Showman in the salesman
Simon de Pury has several titles. The first is baron, although he prefers not to use it. The second is chairman of auction house Phillips de Pury. The third is 'mentor' on the US reality show Work of Art: The Next Great Artist, which aims to do for aspiring artists what Project Runway does for aspiring fashion designers, that is, oblige them to jump through a variety of hoops in a quest for fame.
The fourth is The Man with the Golden Gavel, which was the title of a BBC series last year in which he was shadowed in his role as auctioneer. In one scene, he sold a variety of plastic objects, including a two-metre vagina. ('Touched by the baron these plastic figures become art,' the voiceover remarked.)
And his fifth title, beloved of headline writers, is the Mick Jagger of the auction world. De Pury will be in town this week for the Hong Kong International Art Fair and will speak at Friday's Intelligence Squared Asia debate in favour of the motion 'Art Must Be Beautiful'. However, you won't see any singing or prancing from the suit-clad baron, who turns 60 in November; the Jagger comparison is based on his energy and enthusiasm.

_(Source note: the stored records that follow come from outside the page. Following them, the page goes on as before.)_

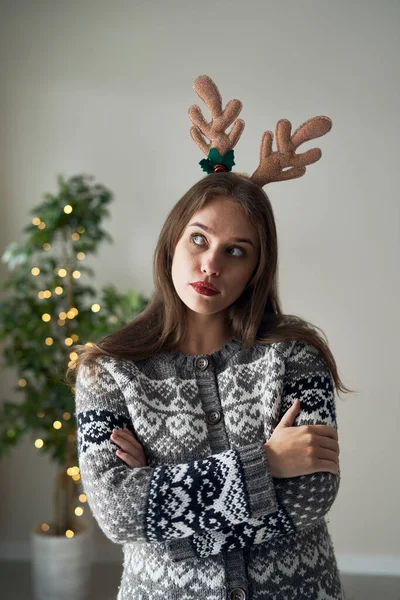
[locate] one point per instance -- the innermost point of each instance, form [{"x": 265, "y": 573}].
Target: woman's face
[{"x": 213, "y": 249}]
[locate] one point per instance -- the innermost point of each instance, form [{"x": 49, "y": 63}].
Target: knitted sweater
[{"x": 205, "y": 520}]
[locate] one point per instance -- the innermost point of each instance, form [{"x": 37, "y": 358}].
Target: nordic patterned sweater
[{"x": 205, "y": 520}]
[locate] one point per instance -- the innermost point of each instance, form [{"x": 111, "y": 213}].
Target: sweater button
[
  {"x": 202, "y": 363},
  {"x": 238, "y": 594},
  {"x": 214, "y": 416}
]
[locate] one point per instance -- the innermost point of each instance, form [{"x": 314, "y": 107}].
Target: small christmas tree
[{"x": 48, "y": 308}]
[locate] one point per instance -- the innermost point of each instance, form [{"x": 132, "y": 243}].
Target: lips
[{"x": 205, "y": 288}]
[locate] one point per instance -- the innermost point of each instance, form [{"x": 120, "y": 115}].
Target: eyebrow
[{"x": 242, "y": 240}]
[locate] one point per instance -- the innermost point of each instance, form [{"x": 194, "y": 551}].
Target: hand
[
  {"x": 132, "y": 452},
  {"x": 293, "y": 451}
]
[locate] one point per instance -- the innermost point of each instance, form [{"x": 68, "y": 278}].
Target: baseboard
[{"x": 352, "y": 564}]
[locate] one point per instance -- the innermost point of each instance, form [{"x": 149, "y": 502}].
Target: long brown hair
[{"x": 255, "y": 317}]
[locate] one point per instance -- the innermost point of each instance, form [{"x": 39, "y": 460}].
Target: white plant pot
[{"x": 61, "y": 566}]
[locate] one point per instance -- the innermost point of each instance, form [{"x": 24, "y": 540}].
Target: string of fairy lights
[{"x": 62, "y": 317}]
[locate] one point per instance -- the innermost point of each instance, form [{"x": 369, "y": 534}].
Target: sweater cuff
[{"x": 260, "y": 485}]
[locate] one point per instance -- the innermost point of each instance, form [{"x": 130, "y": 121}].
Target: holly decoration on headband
[{"x": 215, "y": 162}]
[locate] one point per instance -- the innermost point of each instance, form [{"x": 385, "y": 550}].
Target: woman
[{"x": 219, "y": 485}]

'I feel very flattered to be compared to him,' says de Pury, speaking on the phone from New York. 'He's the ultimate showman and every time I see him, he gets better and better. So...' And he laughs, pleasantly. He is as famous for his charm (guanxi being more crucial in the auction business than gavels, golden or otherwise) as for the impressive sweep of his taste. Indeed, judging by those whom he considers great artists - Tupac Shakur, Steve Jobs, Jeff Koons - you have to ask where his boundaries lie. Forget beauty: what's his definition of ugliness?
There's a little intercontinental pause. 'That's a good question. Maybe I'll know the answer by the time of the debate. But there can be beauty in ugliness. It doesn't have to be pretty to be beautiful - in the same way music doesn't have to be syrupy to be beautiful, it's a mixture of sugar, salt and pepper. Beauty is a very subjective emotion.'
De Pury's subjective response, however, carries rather more weight than most. His enthusiasm shapes what clients want to buy: what he feels viscerally has commercial repercussions. He has, for example, championed American artist Richard Prince. Early in his career, Prince's works sold for US$30,000 to US$70,000; now they can fetch a regal US$10 million at auction. Who wouldn't want a mentor like that?

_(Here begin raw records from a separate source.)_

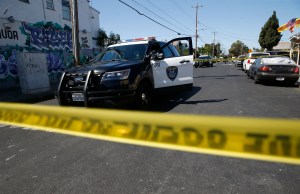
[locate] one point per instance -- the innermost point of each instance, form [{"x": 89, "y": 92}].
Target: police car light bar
[{"x": 139, "y": 39}]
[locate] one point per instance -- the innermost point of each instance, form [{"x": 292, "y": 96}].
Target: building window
[
  {"x": 49, "y": 4},
  {"x": 66, "y": 10}
]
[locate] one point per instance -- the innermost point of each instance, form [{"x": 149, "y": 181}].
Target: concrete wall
[
  {"x": 38, "y": 29},
  {"x": 33, "y": 72},
  {"x": 36, "y": 12}
]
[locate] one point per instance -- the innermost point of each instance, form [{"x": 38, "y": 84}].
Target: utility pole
[
  {"x": 214, "y": 44},
  {"x": 75, "y": 32},
  {"x": 196, "y": 35}
]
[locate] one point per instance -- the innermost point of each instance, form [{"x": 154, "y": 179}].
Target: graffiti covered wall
[{"x": 49, "y": 38}]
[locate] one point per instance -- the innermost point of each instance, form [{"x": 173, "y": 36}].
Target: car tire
[
  {"x": 143, "y": 96},
  {"x": 256, "y": 80}
]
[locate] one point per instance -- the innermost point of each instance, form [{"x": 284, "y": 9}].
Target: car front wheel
[{"x": 143, "y": 96}]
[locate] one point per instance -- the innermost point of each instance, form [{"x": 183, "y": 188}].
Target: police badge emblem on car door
[{"x": 172, "y": 72}]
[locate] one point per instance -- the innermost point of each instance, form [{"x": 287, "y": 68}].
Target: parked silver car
[{"x": 274, "y": 68}]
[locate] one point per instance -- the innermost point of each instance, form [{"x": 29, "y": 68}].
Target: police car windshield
[{"x": 122, "y": 52}]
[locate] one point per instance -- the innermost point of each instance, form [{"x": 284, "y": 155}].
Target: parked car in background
[
  {"x": 250, "y": 58},
  {"x": 282, "y": 53},
  {"x": 239, "y": 61},
  {"x": 204, "y": 60},
  {"x": 274, "y": 68}
]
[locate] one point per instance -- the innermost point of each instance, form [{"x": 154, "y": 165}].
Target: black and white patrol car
[{"x": 129, "y": 73}]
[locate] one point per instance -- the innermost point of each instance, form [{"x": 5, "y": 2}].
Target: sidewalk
[{"x": 16, "y": 95}]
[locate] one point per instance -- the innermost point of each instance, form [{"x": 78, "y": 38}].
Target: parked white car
[{"x": 250, "y": 58}]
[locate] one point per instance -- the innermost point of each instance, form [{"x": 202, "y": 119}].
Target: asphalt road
[{"x": 41, "y": 162}]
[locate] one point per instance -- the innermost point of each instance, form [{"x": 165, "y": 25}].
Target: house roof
[{"x": 282, "y": 46}]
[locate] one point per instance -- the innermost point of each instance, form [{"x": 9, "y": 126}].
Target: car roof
[
  {"x": 129, "y": 43},
  {"x": 277, "y": 60}
]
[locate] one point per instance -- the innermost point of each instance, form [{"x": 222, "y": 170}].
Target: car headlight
[{"x": 116, "y": 75}]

Given such power, one wonders who mentors the mentor. Phillips de Pury is planning an inaugural sale in Hong Kong (date, venue and content yet to be announced). The Swiss-born de Pury is no stranger to Asia - as a young man, he studied art in Tokyo - but given the glut of (let's be frank) derivative dross that's emerging from the mainland, how can he decide what's any good? How does he train his eye to appreciate Chinese contemporary art?
'The key is to look as much as possible, as I do with art in any part of the world, to see what moves you, what stirs your emotion,' he says. 'After a while, some stick out and you see them in an international context.'
You can't doubt his passion and his determination to remove the elitist image of auction houses, even if his point of view remains unabashedly capitalist.
'There's something quite democratic about an auction,' he muses at one point, 'because whoever pays the best price gets it.' Is that true democracy? The baron has the good grace to laugh. 'Well, you cannot choose who will be the purchaser at an auction.'
He enjoys visiting the studios of emerging artists whom he wishes to introduce at auction. 'In that sense, The Next Great Artist is completely in keeping with what I do. I have great admiration for these young artists, who normally have to create in isolation, but are being filmed continuously.'
Whether this is the way to uncover stellar creativity is surely a matter for another debate; it's hard to imagine, say, the untelevisual Vincent van Gogh making it through early casting sessions. (De Pury, good-naturedly amused by this comment, suggests there should be a version of the show that features artists from history. There's a sense of his mobile mind responding to any stimulation; perhaps this is why he also enjoys being a DJ at parties.)
'But life is a competition,' he continues. 'The people watching that programme understand what it is to judge or create a work of art, in a playful and fun way.'
His own understanding was honed after years at Sotheby's and a period as curator to another baron, Thyssen-Bornemisza, whose art collection was once the second-largest in the world, after the British royal family's.
'A blessing,' he says of that opportunity. Another landmark came in 1993, when he held a nine-day sale of the chattels of Princess Gloria Thurn und Taxis' husband in Regensburg, Germany. It was, he recalls, the custom of the castle to leave bowls of apples around, and he used to eat some in passing.
'The sale went very well and I concluded it was because of the apples,' he says. 'And so ever since, I eat an apple one hour before a sale. That's my superstition. I do get very nervous beforehand, I have to isolate myself in total silence for two or three hours. Then I quite enjoy it on the podium.'
What happens when he's obliged to sell works he doesn't like? Being a good diplomat, he won't be drawn on the names of artists whose appeal he has yet to discover, although he insists they do exist. He has a clear-eyed understanding of his role as performer.
'Your task is to obtain the best possible price. For that object, at that moment, you have to convey enthusiasm in the best possible way.'
On such occasions, beauty takes a back seat while a different form of artistry - passion twinned with pragmatism - takes over.